Turbulence in virtual: Origin of the variance and skewness of density function

Abstract: Turbulence is a complex phenomenon that plays a critical role in the interstellar medium (ISM). Previous simulations and observations show that the probability density function (PDF) of gas density in isothermal and compressible systems under turbulence exhibits a near lognormal shape, with a strong empirical relation between the variance ($\sigma^2$) and Mach number ($M$). In this work, we aim to explain the $\sigma^2$-$M$ relation and the deviation from the lognormal shape from a thermodynamic and cascading perspective. By introducing a virtual dissipation process, during which turbulent entropy and structural dissipation are assumed to be coupled, we derive the empirical relation $ \sigma^2 = \ln(1 + M)^2 $. Additionally, by introducing a delay parameter $q$ for the local gas temperature, we derive the deviation from the empirical relation at high $M$. We further argue that the exponential tails of PDFs (on the $s = \ln(\rho)$ scale) arise from the convolution of PDF kernels, which can be skewed at both the low-$s$ and high-$s$ ends.
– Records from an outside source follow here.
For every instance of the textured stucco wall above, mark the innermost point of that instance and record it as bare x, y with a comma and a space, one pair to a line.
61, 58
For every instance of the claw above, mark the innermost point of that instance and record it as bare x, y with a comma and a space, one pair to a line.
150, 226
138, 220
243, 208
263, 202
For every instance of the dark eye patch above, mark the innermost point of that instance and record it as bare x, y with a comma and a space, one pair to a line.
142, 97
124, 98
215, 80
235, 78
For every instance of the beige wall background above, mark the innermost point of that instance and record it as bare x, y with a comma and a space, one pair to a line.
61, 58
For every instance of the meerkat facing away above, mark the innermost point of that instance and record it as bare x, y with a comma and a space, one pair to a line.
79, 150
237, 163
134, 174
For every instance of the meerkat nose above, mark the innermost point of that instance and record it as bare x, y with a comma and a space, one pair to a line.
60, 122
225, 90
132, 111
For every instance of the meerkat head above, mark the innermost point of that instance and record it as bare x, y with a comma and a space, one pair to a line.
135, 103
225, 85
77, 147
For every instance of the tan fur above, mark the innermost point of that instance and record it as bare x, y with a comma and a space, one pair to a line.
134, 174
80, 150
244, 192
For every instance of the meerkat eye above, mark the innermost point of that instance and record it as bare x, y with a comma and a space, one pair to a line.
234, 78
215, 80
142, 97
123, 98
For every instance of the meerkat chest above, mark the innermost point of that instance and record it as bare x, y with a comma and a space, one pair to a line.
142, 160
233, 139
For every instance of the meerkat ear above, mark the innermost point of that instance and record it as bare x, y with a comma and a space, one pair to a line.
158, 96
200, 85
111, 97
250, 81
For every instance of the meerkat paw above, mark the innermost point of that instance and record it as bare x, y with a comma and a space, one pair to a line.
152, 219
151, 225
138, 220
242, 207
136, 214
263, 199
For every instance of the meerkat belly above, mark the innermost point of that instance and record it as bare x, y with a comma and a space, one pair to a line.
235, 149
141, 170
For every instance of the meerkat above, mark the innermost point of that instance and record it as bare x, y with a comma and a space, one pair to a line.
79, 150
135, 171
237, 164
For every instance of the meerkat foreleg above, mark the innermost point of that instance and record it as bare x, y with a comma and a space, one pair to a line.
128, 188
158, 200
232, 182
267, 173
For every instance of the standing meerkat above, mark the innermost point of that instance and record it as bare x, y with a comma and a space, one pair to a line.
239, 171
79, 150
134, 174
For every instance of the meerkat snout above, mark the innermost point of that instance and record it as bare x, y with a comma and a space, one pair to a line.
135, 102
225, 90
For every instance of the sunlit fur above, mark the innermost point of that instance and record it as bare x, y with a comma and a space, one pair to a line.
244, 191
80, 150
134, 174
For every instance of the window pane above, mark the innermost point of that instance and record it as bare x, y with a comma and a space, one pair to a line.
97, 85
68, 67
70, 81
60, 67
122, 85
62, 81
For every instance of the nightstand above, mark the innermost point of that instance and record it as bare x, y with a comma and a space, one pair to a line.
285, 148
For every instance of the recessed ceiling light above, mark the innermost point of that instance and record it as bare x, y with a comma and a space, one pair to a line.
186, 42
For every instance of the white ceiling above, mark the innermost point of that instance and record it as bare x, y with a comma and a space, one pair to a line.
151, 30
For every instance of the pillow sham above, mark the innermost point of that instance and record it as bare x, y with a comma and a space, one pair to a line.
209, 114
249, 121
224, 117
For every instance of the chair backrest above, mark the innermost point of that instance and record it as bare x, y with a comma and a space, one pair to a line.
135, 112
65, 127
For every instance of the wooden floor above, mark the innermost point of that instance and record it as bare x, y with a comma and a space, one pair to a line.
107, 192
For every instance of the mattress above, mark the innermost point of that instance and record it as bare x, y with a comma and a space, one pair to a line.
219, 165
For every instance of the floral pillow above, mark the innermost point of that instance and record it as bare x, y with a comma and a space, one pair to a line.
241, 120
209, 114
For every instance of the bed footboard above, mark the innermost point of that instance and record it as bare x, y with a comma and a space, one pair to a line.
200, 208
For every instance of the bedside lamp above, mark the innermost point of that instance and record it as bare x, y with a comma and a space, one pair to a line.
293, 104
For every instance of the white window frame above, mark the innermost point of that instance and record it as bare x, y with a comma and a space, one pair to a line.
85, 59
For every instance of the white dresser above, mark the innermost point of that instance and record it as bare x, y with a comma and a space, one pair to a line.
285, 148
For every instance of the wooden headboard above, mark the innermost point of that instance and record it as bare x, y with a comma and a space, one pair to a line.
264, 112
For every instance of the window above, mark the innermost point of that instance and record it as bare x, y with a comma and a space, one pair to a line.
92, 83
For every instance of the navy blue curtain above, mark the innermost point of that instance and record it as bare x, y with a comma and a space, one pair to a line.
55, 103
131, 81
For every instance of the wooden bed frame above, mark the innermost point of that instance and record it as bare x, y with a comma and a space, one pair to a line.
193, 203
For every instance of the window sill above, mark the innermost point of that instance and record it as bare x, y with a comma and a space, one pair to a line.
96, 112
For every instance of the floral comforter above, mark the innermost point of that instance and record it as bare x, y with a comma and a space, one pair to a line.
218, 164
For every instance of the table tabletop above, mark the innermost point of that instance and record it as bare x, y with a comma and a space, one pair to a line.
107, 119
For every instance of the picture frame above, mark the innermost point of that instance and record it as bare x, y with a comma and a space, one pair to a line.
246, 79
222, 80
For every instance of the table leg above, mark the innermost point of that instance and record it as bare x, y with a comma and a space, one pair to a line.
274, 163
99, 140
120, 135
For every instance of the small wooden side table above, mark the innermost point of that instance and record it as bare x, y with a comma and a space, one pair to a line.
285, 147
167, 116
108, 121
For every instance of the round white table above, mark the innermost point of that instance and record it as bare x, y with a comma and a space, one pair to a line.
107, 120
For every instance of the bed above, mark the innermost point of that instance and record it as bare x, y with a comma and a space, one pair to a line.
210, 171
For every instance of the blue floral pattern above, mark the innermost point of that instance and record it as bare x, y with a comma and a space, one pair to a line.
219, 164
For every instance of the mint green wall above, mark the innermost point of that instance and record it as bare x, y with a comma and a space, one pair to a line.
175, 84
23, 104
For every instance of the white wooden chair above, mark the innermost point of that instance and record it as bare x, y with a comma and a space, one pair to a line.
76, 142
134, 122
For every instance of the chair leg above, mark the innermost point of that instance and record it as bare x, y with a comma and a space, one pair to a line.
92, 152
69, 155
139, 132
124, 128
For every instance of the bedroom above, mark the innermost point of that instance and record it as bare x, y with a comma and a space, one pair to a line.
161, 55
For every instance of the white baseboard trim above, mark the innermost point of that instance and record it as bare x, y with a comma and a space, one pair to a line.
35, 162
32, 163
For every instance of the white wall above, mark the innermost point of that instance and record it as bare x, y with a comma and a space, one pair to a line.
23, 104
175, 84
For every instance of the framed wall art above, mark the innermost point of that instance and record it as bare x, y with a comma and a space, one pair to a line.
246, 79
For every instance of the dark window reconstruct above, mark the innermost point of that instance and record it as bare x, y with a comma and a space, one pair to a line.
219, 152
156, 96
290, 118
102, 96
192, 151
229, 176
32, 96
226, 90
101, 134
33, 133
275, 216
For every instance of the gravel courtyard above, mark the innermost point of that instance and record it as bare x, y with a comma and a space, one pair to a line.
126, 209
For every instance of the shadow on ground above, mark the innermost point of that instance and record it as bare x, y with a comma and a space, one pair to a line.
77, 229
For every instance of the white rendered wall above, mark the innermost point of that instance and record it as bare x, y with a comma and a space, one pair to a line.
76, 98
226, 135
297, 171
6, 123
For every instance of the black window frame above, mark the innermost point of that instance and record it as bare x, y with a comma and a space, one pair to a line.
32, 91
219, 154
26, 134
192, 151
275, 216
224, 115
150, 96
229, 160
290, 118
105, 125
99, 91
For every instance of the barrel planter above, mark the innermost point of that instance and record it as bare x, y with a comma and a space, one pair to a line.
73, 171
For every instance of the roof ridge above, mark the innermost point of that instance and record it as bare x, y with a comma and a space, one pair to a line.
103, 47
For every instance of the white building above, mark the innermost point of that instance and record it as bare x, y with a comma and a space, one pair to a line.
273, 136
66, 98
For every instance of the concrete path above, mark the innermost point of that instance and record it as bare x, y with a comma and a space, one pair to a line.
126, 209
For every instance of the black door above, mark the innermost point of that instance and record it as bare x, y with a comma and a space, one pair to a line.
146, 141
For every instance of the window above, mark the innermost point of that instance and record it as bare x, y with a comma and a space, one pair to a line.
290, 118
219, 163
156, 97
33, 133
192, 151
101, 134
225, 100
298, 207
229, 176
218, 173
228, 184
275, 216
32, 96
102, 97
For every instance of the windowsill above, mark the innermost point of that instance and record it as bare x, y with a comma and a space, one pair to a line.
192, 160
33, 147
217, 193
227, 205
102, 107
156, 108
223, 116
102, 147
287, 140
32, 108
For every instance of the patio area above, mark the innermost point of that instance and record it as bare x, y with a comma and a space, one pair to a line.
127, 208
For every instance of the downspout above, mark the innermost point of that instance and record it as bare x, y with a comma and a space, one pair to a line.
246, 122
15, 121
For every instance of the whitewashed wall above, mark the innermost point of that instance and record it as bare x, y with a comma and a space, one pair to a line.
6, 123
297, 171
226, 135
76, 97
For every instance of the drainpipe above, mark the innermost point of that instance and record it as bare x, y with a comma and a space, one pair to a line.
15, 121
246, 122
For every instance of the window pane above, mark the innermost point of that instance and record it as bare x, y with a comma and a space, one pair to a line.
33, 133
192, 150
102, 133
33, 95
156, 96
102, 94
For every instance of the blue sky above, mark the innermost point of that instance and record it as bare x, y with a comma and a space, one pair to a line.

Skewness has limited influence on the $\sigma^2$-$M$ relation. Two density-fraction strategies--the mass-fraction and volume-fraction approaches--are introduced to explain the physical origins of the low-$s$ and high-$s$ skewed PDF kernels. These two types of PDF kernels are dual to each other and exhibit highly symmetric mathematical structures. We speculate that the high-$s$ skewed PDF kernels are physical and may be analogous to the high-density tails of column-density PDFs in molecular clouds, which are influenced by gravity. Inspired by this, we propose a form of an "isothermal" turbulent system that likely favors the volume-fraction strategy.